I've the prevalent problem of making a catalog to have an in-disk variety of strings. In a nutshell, I have to keep position of every string within the in-disk representation. For instance, a really naive solution could be a catalog array the following:
uint64 idx =
Which states the first string reaches position , the 2nd at position 20, the 3rd at position 500 and also the nth at position 103434.
The positions will always be non-negative 64 bits integers in consecutive order. Even though amounts could vary by any difference, used I expect the normal impact on be within the vary from 2^8 to two^20. I expect this index to become mmap'ed in memory, and also the positions is going to be utilized at random (assume uniform distribution).
I believed about writing my very own code for doing a bit of kind of block delta encoding or any other modern-day encoding, but you will find a wide variety of trade-offs between encoding/decoding speed and space which i prefer to obtain a working library like a beginning point and perhaps even be satisfied with something with no custom remaking.
Any hints? A c library could be ideal, but a c++ you might also let me run some initial benchmarks.
A couple of more particulars if you're still following. This is accustomed to develop a library much like cdb (http://cr.yp.to/cdb/cdbmake.html) on the top the library cmph (http://cmph.sf.internet). In a nutshell, it's for any large disk based read only associative map having a small index in memory.
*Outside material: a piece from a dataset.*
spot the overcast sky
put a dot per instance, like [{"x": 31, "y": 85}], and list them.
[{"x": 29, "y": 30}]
As it is a library, I do not have total control over input, however the typical use situation that I wish to optimize have countless 100s of values, average value size within the couple of kilobytes ranges and maximum value at 2^31.
For that record, basically don't look for a library available I plan to implement delta encoding in blocks of 64 integers using the initial bytes indicating the block offset to date. The blocks themselves could be indexed having a tree, giving me O(log (n/64)) access time. You will find too many other available choices and that i would rather not discuss them. I'm really searching forward available code instead of ideas regarding how to implement the encoding. I'll be glad to see everybody things i did after i get it working.
I thank you for help and tell me for those who have any doubts.
I personally use fastbit (Kesheng Wu LBL.GOV), it appears you'll need something good, fast and today, so fastbit is really a highly competient step up from Oracle's BBC (byte aligned bitmap code, berkeleydb). It's not hard to setup and incredibly good gernally.
However, given additional time, you might want to consider a gray code solution, it appears optimal for the reasons.
Daniel Lemire has numerous libraries for C/++/Java launched on code.google, I have review his papers and they're quite nice, several developments on fastbit and alternative processes for column re-ordering with permutated gray codes's.
Almost didn't remember, I additionally discovered Tokyo, japan Cabinet, though I don't think it will likely be perfect for my current project, I might of considered it more basically had known about this before ), it features a degree of interoperability,
Tokyo, japan Cabinet is designed in the C language, and provided as API of C, Perl, Ruby, Java, and Lua. Tokyo, japan Cabinet can be obtained on platforms that have API conforming to C99 and POSIX.
While you known to CDB, the TC benchmark includes a TC mode (TC support's several operational constraint's for different perf) where it surpassed CDB by 10 occasions for read performance and a pair of occasions for write.
Regarding your delta encoding requirement, I'm quite positive about bsdiff and it is capability to out-perform any file.exe content patching system, this may also possess some fundimental connects for the general needs.
Google's new binary compression application, courgette might be worth looking at, just in case you skipped the pr release, 10 x more compact diff's than bsdiff within the one test situation I've come across released.